L’Italia ha sempre rappresentato un caso particolare nel panorama mondiale, rispetto allo smaltimento dei rifiuti. Il confronto tra il 1993 e oggi mostra una lenta presa di coscienza e un netto miglioramento nel trattamento dei materiali di scarto. Basti pensare che su circa 94 milioni di tonnellate di rifiuti solo il 20% veniva riciclato, mentre l’80% arrivava in discarica.
Nonostante il volume di rifiuti oggi sia raddoppiato, il nostro paese risulta essere il migliore in Europa per capacità di valorizzare i rifiuti secondo Comieco, il Consorzio nazionale per il recupero e il riciclo degli imballaggi.
I dati relativi alla produzione di rifiuti vengono raccolti dall’Ispra, l’Istituto Superiore per la Produzione e la Ricerca Ambientale, che ogni anno raccoglie i moduli Mud, la dichiarazione che enti pubblici e aziende hanno l’obbligo di presentare. In questo modo è possibile avere un quadro dettagliato della produzione e della raccolta in ogni singolo comune.

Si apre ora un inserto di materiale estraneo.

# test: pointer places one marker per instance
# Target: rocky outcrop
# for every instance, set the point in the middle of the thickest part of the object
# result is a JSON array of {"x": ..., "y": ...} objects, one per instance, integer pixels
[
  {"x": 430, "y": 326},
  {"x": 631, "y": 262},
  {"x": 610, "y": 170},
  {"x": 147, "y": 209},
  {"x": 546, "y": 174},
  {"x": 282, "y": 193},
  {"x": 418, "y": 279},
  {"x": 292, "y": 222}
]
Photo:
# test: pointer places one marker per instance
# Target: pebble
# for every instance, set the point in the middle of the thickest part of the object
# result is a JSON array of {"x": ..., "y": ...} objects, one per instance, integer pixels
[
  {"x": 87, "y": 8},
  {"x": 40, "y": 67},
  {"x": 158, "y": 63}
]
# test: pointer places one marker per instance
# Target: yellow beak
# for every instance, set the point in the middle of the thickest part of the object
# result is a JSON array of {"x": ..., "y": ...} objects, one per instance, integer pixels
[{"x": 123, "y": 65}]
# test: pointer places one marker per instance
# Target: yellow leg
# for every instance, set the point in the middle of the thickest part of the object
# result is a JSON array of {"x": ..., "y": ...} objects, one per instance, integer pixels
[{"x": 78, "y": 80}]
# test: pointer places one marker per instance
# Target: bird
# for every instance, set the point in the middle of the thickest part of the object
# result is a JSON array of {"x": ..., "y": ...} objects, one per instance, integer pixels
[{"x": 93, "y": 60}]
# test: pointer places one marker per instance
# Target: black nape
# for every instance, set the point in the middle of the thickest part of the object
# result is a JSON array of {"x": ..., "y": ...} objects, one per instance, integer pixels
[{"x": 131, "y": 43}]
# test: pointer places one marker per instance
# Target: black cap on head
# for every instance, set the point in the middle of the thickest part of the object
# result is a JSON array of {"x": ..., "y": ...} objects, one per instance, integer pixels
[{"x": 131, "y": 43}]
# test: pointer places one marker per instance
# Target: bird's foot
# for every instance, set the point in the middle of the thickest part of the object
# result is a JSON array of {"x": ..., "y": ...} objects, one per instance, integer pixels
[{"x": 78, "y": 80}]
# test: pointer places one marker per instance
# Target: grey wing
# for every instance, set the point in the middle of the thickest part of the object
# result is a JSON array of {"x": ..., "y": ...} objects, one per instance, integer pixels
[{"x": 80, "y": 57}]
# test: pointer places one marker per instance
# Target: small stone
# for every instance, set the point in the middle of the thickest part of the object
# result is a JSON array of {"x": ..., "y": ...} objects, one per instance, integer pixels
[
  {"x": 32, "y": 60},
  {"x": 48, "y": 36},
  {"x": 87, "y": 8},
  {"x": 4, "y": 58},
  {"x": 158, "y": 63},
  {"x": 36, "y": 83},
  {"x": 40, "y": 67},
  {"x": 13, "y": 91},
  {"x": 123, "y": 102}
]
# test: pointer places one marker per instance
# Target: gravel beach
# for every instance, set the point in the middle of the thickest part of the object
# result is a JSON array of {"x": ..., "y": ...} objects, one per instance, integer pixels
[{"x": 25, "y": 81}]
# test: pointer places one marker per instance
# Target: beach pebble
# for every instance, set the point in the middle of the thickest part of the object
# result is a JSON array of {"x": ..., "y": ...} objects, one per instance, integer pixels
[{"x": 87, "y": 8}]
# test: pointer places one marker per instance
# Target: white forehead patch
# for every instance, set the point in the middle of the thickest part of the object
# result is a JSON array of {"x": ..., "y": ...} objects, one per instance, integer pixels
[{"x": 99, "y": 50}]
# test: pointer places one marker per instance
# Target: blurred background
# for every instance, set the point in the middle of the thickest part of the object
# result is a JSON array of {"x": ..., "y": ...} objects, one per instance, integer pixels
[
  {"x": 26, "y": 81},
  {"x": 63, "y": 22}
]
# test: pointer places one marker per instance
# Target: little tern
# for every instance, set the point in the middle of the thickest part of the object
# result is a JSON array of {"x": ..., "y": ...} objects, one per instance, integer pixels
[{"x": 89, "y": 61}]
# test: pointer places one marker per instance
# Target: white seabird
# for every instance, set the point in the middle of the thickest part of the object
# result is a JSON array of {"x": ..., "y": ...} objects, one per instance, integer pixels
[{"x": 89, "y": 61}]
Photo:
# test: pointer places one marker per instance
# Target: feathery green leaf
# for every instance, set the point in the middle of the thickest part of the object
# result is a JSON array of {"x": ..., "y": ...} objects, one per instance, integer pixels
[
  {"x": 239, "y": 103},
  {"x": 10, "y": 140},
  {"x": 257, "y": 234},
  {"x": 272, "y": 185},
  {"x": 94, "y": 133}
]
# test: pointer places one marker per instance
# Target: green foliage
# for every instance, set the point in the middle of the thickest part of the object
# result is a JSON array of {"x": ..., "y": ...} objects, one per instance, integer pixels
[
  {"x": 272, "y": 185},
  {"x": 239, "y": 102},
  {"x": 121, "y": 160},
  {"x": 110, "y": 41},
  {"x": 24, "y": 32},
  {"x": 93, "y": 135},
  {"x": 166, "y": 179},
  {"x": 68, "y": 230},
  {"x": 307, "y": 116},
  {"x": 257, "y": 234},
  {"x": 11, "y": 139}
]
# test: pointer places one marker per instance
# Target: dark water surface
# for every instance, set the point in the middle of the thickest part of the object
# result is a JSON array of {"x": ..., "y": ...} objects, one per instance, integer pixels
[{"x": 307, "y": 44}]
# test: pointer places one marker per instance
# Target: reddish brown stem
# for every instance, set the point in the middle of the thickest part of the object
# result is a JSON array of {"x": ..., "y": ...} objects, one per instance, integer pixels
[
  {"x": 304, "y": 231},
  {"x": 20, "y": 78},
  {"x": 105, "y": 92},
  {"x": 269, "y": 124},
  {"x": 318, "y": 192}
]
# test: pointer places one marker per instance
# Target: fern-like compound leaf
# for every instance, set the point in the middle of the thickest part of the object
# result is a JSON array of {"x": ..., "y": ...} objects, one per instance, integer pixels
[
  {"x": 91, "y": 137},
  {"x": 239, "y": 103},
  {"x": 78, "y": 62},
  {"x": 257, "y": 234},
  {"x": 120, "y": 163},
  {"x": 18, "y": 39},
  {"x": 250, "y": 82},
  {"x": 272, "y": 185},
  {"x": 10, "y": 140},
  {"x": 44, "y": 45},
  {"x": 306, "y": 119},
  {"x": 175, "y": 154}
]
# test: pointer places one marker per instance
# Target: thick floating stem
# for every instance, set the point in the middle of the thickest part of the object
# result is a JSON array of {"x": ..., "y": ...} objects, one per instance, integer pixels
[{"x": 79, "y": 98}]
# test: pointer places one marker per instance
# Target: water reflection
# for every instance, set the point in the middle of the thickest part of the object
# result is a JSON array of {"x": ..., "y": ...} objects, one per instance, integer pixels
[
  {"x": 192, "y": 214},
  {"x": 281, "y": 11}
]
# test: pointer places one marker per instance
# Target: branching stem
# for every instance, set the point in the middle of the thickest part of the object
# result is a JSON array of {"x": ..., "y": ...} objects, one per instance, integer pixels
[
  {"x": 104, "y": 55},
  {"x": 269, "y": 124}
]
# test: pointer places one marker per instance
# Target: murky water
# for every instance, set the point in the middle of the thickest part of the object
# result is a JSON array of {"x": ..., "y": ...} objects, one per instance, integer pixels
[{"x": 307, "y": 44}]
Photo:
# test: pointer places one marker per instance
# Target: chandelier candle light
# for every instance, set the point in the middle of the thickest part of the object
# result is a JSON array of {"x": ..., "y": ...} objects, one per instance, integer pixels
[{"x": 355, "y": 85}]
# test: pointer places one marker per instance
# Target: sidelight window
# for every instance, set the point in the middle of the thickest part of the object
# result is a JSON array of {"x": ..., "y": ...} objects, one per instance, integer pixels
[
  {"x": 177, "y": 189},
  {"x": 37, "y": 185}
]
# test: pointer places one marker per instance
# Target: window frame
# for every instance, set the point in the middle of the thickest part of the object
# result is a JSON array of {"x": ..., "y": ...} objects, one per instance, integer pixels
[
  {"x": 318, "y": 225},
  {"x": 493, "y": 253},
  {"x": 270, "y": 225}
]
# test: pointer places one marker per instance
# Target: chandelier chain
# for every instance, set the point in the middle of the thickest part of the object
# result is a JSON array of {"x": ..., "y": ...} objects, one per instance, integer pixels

Nel 1997, con il decreto Ronchi, sono stati introdotti i consorzi obbligatori per la gestione dei rifiuti. A questi, con il tempo, si sono aggiunte associazioni e società che gestiscono la raccolta dei rifiuti speciali e da lì è iniziata una gestione più organizzata.
L’Istat rileva, inoltre, che l’economia dei rifiuti (riciclo, riuso e riparazione) produce l’1,1% del prodotto interno lordo, alimentando investimenti e l’occupazione nel settore. Questo fa dell’Italia la nazione trainante in Europa nella promozione dell’economia circolare, che prevede uno smaltimento sostenibile attraverso il riutilizzo delle materie prime e dell’energia impiegate nel processo di recupero.
L’impegno profuso da istituzioni e aziende per favorire il riciclo ha dato impulso a uno sviluppo tecnologico volto al miglioramento dei processi di trasformazione degli scarti, portando il nostro paese in una posizione d’avanguardia.
Dato che le nuove tecnologie digitali saranno sempre più indispensabili per la valorizzazione dei rifiuti e il loro reinvestimento come fonte di ricchezza, sarà necessario un impegno sempre maggiore in questa direzione.